I was in Jefferson City for the last week of session, watching as the chaos caused a lot of good legislation to die, including a bill that would reform Missouri’s law on the police use of force against civilians.

Prisoners gather at the Mule Creek State Prison in Ione, California. © 2007 Reuters

But there was one bill I was glad to see die – Senate Bill 200, a cynical attempt by the Missouri Senate to “reform” the state’s juvenile life without parole statute to comply with recent US Supreme Court rulings.

In 2012, the US Supreme Court ruled in Miller v. Alabama that mandatory life without parole sentences were unconstitutional for offenders who were under 18 at the time of their crime, including those convicted of homicide. The court held that under the US Constitution’s Eighth Amendment prohibiting “cruel and unusual punishments,” judges should never be barred from considering “age-related characteristics and the nature of the crime.” In sentencing youth for even the most serious crimes, judges should be able to consider the unique attributes and histories of youth – their precise role in the offense, family and home environment, and their potential for rehabilitation.

Missouri’s original Senate bill allowed for none of these things. Instead, it gave judges two stark choices: sentence a child convicted of first-degree murder to life without parole, or to a minimum sentence of 50 years.

The Missouri House of Representatives was not comfortable with this language, amending it to lower the minimum sentence to 25 years and allow for parole in all cases. The House amendment required sentencing judges and the parole commission to consider age-related characteristics, including the role of the child in the crime, the wishes of the victim or their family, whether the youth had shown remorse for their crime, and whether they have taken advantage of educational, rehabilitative, or other programs during their time in prison.

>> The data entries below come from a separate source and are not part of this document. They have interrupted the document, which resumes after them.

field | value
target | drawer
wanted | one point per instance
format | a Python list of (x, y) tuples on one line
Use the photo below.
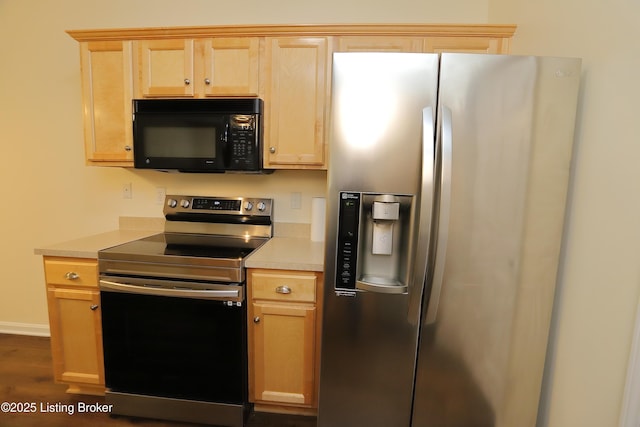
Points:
[(71, 271), (284, 287)]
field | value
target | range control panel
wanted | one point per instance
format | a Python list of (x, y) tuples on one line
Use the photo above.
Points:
[(348, 225), (217, 205)]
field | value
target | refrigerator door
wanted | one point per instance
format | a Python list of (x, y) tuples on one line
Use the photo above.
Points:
[(508, 122), (383, 107)]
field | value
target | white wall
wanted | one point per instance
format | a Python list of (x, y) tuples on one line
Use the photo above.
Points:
[(49, 195), (600, 278)]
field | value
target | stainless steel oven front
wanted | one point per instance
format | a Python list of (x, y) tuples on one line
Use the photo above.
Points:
[(175, 350), (174, 312)]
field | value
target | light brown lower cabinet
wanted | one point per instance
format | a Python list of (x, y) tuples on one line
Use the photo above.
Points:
[(284, 339), (75, 321)]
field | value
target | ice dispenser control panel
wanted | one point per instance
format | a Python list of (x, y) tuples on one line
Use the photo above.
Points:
[(348, 224)]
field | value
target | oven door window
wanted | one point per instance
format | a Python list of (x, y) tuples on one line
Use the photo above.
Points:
[(174, 347), (180, 141)]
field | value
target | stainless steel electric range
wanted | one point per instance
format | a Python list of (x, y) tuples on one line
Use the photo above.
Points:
[(174, 312)]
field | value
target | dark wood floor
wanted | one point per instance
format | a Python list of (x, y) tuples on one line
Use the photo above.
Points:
[(26, 377)]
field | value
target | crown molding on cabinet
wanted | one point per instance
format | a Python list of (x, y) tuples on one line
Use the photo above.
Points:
[(452, 30)]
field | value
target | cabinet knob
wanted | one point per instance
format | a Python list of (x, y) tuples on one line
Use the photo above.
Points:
[(283, 290)]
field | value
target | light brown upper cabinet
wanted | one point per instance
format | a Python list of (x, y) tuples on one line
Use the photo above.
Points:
[(288, 66), (379, 44), (198, 68), (165, 68), (466, 45), (107, 86), (230, 66), (295, 81)]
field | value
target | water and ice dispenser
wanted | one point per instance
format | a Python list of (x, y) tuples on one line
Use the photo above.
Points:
[(374, 242)]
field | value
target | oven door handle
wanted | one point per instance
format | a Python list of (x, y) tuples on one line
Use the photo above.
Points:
[(214, 294)]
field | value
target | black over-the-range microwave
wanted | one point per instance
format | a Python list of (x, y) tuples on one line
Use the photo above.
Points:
[(198, 135)]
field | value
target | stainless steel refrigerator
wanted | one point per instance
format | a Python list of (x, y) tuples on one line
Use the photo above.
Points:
[(447, 184)]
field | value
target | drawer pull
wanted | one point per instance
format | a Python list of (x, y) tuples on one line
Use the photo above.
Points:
[(283, 290), (72, 276)]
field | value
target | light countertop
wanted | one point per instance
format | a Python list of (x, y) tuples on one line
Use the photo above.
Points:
[(88, 247), (288, 253), (283, 253)]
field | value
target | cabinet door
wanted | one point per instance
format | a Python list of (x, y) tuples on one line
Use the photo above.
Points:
[(107, 85), (466, 45), (165, 68), (230, 67), (295, 95), (76, 335), (283, 353)]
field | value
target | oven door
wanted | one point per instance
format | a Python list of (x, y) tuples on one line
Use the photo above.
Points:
[(174, 339)]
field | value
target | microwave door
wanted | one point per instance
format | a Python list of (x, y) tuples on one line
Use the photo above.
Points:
[(184, 142)]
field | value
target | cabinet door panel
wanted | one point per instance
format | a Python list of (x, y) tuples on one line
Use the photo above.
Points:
[(464, 44), (76, 338), (296, 88), (166, 68), (284, 349), (107, 85), (380, 44), (230, 67)]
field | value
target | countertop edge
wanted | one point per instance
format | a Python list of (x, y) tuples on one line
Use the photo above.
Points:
[(88, 247), (279, 253)]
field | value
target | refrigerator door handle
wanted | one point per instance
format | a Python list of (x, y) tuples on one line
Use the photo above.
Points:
[(444, 211), (426, 210)]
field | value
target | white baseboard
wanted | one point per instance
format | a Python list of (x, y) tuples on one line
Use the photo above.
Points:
[(33, 329)]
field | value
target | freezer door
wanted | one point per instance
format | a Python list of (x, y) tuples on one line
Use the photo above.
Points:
[(508, 123), (383, 108)]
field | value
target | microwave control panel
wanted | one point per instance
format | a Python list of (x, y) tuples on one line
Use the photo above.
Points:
[(243, 141)]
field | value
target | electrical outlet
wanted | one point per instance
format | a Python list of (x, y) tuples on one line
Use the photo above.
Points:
[(127, 191), (161, 192), (296, 200)]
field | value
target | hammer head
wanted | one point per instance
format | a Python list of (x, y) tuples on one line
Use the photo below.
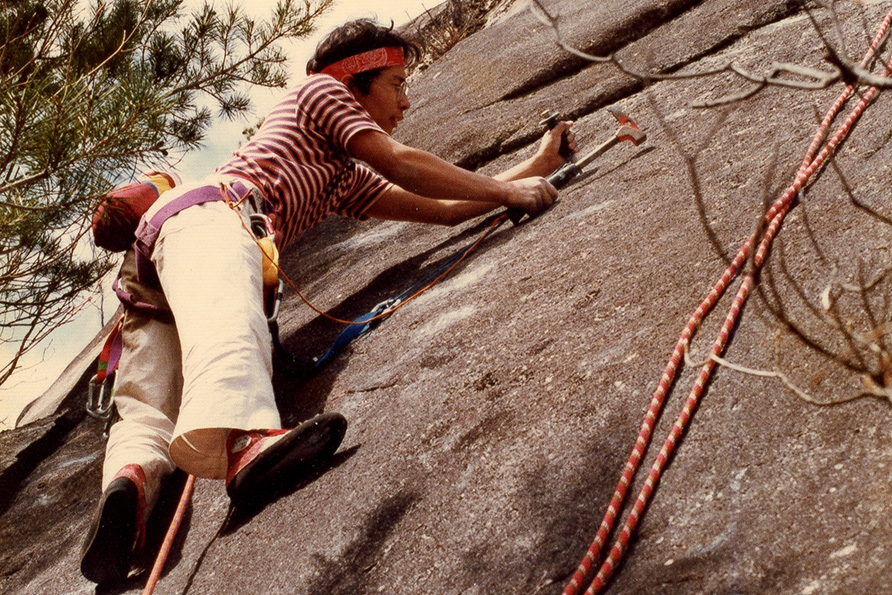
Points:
[(633, 135), (623, 118)]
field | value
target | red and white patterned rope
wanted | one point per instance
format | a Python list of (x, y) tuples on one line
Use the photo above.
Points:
[(773, 220)]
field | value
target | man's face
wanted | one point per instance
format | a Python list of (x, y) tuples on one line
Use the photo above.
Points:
[(386, 100)]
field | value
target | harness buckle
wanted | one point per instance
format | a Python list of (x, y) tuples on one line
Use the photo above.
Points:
[(274, 303), (99, 397)]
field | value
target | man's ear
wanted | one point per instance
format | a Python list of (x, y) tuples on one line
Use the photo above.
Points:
[(348, 82)]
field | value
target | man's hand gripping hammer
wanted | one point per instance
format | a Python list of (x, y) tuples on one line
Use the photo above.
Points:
[(628, 131)]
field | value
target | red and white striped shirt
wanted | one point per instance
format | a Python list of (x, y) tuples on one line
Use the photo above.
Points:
[(298, 159)]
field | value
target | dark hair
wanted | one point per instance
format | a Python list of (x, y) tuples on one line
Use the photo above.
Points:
[(356, 37)]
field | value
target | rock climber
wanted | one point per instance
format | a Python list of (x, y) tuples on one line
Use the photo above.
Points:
[(194, 389)]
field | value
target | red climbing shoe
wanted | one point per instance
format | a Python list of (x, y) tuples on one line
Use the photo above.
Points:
[(118, 528), (263, 458)]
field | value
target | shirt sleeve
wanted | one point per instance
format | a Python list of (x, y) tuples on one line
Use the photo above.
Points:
[(359, 191), (329, 109)]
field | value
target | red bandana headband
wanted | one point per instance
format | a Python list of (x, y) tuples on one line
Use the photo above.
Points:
[(371, 60)]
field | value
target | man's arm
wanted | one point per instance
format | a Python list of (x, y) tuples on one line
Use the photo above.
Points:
[(430, 190)]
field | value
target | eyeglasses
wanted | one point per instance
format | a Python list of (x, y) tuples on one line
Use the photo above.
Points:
[(402, 89)]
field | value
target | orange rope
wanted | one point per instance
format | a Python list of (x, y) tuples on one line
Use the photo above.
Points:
[(161, 559)]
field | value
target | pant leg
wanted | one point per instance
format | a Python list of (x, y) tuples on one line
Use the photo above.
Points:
[(148, 385), (210, 270)]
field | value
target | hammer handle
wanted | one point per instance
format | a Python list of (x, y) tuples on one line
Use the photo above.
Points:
[(560, 178)]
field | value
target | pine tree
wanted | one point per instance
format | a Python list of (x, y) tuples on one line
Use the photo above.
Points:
[(88, 99)]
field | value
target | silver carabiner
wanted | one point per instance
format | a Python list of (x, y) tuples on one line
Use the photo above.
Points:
[(99, 397)]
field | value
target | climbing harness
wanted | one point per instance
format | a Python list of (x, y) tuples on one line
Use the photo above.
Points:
[(762, 239), (99, 393)]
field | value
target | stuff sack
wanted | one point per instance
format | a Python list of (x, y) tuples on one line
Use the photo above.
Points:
[(117, 215)]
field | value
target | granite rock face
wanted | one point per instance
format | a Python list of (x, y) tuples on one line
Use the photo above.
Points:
[(490, 418)]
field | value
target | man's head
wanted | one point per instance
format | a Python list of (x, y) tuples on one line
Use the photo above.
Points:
[(371, 60)]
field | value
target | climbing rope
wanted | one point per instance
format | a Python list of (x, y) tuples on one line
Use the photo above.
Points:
[(387, 312), (171, 534), (770, 224)]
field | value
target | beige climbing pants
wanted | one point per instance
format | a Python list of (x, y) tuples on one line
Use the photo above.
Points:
[(183, 383)]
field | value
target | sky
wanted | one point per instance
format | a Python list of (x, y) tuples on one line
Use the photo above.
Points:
[(43, 365)]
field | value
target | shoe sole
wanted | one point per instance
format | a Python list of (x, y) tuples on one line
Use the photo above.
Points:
[(302, 449), (108, 550)]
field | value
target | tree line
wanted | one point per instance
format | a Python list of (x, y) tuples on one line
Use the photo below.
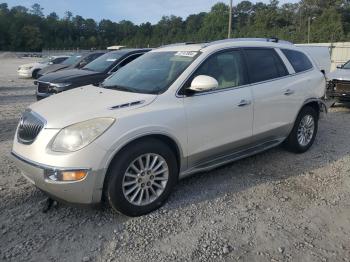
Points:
[(23, 29)]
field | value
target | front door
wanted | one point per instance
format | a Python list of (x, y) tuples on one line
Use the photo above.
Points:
[(219, 121)]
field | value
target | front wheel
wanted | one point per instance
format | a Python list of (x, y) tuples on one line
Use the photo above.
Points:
[(304, 131), (141, 177)]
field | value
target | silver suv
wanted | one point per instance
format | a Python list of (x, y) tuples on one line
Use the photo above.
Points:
[(175, 111)]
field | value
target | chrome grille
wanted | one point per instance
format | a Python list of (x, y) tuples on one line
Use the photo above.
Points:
[(29, 127)]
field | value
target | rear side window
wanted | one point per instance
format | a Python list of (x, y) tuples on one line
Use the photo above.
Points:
[(264, 64), (298, 60)]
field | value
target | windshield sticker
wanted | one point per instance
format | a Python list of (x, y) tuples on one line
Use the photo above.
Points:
[(186, 53)]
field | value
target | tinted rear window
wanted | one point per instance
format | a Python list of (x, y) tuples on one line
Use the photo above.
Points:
[(298, 60), (264, 64)]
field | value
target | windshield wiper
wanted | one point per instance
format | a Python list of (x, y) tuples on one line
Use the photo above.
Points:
[(87, 69), (122, 88)]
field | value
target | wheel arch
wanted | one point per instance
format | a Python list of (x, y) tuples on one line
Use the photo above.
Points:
[(316, 103)]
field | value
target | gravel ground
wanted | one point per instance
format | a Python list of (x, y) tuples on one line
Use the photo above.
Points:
[(275, 206)]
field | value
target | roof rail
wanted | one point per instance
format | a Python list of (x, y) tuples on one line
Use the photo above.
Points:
[(272, 39), (184, 43)]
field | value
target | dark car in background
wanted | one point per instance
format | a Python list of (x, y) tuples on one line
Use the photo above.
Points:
[(93, 73), (75, 61)]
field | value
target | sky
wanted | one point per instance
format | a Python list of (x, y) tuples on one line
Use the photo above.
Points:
[(137, 11)]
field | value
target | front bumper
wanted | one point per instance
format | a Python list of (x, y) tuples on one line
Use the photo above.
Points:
[(76, 192), (341, 96)]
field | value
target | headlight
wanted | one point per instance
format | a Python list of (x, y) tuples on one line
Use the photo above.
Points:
[(60, 85), (78, 136)]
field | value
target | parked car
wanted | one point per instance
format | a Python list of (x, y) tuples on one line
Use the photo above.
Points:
[(93, 73), (31, 70), (174, 111), (75, 61), (339, 83)]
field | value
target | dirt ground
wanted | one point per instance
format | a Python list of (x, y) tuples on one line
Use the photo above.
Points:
[(275, 206)]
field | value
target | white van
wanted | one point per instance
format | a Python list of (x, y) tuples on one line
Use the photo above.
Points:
[(321, 56)]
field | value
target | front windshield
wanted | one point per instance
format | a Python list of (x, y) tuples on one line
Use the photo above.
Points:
[(71, 60), (103, 62), (152, 73), (347, 65)]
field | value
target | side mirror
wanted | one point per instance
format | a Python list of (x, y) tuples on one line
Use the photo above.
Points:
[(203, 83), (82, 64)]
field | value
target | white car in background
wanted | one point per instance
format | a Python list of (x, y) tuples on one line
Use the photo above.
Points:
[(31, 70)]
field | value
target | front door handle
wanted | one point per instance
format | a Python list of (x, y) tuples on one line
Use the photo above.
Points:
[(244, 103), (288, 92)]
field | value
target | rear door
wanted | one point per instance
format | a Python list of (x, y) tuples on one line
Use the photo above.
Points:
[(276, 95)]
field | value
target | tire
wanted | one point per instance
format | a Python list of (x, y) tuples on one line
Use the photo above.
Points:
[(117, 186), (296, 145), (35, 73)]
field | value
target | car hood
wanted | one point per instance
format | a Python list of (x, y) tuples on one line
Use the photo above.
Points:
[(66, 75), (53, 68), (88, 102), (340, 74)]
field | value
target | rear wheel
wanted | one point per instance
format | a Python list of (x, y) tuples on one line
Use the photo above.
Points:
[(141, 177), (304, 131)]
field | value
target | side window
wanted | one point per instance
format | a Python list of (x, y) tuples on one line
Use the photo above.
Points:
[(264, 64), (298, 60), (226, 67), (126, 61)]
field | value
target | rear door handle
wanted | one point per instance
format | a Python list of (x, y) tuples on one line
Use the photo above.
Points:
[(244, 103), (288, 92)]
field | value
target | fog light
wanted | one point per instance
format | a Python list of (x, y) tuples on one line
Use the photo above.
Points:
[(73, 175)]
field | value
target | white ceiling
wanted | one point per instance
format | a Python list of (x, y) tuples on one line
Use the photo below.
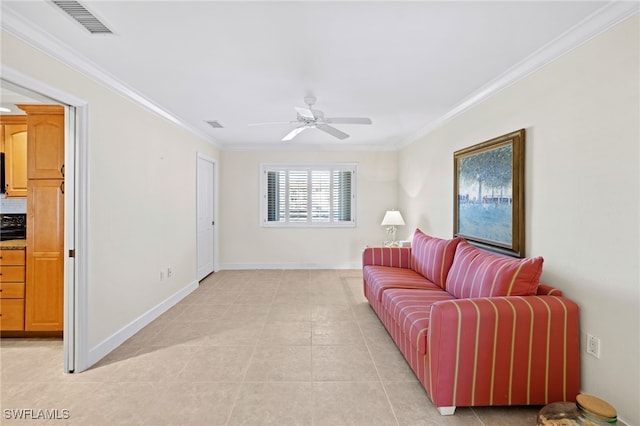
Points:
[(406, 65)]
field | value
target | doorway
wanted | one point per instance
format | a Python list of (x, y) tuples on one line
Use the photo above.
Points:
[(205, 215), (75, 209)]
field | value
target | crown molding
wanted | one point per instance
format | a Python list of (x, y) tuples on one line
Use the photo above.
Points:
[(598, 22), (50, 45), (595, 24)]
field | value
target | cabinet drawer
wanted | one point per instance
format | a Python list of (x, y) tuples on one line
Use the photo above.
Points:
[(11, 314), (11, 290), (12, 274), (11, 257)]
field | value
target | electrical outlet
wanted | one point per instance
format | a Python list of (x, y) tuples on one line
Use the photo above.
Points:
[(593, 346)]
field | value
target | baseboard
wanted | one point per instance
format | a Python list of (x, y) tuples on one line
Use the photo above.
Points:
[(249, 266), (103, 348)]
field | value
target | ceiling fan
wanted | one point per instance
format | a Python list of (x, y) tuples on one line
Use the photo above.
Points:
[(309, 118)]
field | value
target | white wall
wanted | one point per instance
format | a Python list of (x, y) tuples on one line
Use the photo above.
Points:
[(142, 196), (244, 243), (582, 118)]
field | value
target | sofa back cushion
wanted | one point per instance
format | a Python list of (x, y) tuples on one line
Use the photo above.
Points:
[(478, 273), (432, 257)]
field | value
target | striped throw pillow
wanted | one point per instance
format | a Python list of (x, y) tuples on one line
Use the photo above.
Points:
[(432, 257), (478, 273)]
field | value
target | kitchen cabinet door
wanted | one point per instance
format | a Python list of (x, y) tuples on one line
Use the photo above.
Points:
[(44, 295), (45, 141), (15, 148)]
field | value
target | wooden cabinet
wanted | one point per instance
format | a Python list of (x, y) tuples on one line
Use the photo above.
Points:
[(12, 290), (13, 133), (44, 302), (45, 141), (44, 291)]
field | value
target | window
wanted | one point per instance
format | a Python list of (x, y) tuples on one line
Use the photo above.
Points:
[(308, 195)]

When faced with a choice the last day of session to remove this better language and pass the harmful Senate language, or keep the language intact and let the bill die, the House chose to stand firm. 

This principled decision means that next year, Missouri has a chance to get it right. The starting point should be the Miller decision, recognizing the need to treat youth in accordance with their individual characteristics and capacity for change. And it should build upon the resolve of the Missouri House from this year, who chose tough but fair guidelines over cruel and unconstitutional practices.